Before the advent of the electronic in-box, I manage to save nearly all the letters and postcards that come my way. A sensible gift of habit, I believe, from my mother, who throws nothing out. Or, perhaps, the inheritance of a totalitarian culture where everything will be used as evidence. In any case, John’s letters to me are at the top of the pile. By the time he’s had enough of me, they are as long as twenty-four pages and they render the truth of my life in those days better than I can.
You are not a child and I am not your parent.
There is practically nothing writerly about your process. Your acute and omnipresent anxiety causes you to function much more as an accountant or a producer, with his eyes on the bottom line and no understanding of how artists function, rather than as a young writer, trying to develop a first novel, a new career. In short, you are as mean and ungenerous to yourself as your parents are; they taught you well.
You are no longer twenty as you were when we met. You are pushing thirty. The wounded child in a defensive rage has become an adult man hurting himself and inflicting pain on others.
You are still close enough to the beginning of adulthood that you can change.

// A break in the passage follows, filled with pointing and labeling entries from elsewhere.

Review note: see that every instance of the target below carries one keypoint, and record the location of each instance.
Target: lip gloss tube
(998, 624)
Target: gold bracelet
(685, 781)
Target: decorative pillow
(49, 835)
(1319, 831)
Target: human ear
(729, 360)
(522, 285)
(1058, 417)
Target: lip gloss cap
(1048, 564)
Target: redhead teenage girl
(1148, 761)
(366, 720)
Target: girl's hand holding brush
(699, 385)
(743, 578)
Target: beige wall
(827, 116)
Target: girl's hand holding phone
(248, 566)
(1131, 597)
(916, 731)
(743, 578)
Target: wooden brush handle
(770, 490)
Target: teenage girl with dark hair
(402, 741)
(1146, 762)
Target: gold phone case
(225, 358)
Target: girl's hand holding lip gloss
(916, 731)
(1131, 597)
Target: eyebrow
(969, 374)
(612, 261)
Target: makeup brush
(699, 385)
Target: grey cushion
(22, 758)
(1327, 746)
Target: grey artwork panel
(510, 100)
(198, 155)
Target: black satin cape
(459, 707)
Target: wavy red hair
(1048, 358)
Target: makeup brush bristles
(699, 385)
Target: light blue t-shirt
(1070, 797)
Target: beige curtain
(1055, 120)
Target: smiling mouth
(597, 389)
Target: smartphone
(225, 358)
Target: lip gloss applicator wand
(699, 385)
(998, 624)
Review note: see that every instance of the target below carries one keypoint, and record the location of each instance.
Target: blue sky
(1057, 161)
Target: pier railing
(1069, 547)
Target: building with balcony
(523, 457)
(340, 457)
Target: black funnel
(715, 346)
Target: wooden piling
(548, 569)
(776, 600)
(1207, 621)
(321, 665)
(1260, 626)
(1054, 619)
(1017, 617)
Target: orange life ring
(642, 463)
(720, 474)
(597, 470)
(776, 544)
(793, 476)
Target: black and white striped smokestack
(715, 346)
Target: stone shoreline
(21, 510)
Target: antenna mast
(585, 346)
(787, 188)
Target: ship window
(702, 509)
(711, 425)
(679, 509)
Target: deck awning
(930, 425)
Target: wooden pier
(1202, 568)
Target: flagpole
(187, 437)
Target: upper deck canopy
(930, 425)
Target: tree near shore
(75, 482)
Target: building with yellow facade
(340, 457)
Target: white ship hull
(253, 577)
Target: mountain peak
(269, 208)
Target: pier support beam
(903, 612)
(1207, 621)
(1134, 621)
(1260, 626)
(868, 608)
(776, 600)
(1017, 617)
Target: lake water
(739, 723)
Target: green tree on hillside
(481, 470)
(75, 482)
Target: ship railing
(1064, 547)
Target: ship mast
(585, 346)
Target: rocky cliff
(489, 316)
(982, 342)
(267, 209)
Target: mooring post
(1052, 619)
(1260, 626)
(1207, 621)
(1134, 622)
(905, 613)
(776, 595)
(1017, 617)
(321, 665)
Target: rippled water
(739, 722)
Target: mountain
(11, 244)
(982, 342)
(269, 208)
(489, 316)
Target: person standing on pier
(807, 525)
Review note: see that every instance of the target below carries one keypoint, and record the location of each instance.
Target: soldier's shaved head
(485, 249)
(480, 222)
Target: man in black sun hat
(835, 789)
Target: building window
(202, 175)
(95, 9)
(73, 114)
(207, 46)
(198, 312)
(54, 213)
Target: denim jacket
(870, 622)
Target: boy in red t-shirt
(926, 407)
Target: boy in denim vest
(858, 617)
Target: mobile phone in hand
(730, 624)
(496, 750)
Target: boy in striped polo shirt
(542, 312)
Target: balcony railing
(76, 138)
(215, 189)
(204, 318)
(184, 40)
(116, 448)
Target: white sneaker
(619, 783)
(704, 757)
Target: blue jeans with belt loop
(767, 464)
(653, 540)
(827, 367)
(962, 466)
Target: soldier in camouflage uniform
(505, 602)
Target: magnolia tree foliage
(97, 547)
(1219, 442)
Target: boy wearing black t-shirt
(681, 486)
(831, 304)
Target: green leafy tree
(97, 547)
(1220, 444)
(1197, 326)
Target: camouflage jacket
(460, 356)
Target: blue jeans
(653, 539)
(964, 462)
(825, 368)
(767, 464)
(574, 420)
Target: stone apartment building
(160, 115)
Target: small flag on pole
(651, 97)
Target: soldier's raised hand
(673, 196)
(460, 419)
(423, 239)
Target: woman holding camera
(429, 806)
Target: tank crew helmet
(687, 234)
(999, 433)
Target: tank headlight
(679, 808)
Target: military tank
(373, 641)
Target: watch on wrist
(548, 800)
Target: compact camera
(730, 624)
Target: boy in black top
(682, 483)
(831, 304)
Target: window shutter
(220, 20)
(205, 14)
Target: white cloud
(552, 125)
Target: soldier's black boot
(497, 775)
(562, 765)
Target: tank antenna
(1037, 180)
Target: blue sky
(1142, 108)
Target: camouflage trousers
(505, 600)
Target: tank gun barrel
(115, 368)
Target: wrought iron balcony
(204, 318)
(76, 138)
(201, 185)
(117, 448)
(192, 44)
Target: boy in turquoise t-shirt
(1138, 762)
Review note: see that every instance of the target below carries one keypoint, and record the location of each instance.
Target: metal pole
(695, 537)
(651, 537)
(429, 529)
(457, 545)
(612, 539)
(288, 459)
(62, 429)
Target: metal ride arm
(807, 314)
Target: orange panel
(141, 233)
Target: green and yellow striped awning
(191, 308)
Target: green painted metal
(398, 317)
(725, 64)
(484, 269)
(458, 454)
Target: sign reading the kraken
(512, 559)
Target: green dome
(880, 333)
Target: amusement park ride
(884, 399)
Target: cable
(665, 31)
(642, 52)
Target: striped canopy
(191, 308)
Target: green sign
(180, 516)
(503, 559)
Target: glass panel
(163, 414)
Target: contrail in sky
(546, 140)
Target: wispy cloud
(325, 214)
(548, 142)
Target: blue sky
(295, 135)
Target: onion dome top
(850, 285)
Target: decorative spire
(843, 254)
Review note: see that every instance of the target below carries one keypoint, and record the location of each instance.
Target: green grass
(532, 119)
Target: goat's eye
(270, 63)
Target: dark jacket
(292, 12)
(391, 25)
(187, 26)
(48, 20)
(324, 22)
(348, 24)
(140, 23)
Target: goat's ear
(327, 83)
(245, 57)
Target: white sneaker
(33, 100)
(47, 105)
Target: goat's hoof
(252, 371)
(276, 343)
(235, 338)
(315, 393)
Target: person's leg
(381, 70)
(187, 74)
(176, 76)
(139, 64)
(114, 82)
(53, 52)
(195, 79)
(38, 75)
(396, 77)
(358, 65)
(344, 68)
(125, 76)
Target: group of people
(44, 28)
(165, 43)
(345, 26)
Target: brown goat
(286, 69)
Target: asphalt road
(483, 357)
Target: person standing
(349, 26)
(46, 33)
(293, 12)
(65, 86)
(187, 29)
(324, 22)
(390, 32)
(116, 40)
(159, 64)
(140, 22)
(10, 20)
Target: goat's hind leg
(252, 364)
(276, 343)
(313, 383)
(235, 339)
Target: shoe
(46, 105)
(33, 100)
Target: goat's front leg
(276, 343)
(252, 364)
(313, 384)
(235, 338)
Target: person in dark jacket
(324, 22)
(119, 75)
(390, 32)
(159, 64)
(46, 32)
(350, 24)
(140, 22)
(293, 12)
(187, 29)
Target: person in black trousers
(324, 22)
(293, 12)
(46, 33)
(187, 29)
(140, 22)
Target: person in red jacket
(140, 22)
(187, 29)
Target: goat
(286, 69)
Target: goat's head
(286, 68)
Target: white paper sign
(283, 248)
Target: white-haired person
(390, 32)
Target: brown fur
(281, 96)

Do you want to spend your life as a frightened angry person taking your deepest fears and problems out on innocent bystanders, as well as on yourself? In five or ten years, you could be a father bestowing upon his children the same kind of misery that you now enjoy. That’s how it works.
Your inability to empathize makes it difficult for you to put yourself in the skin of the characters you write.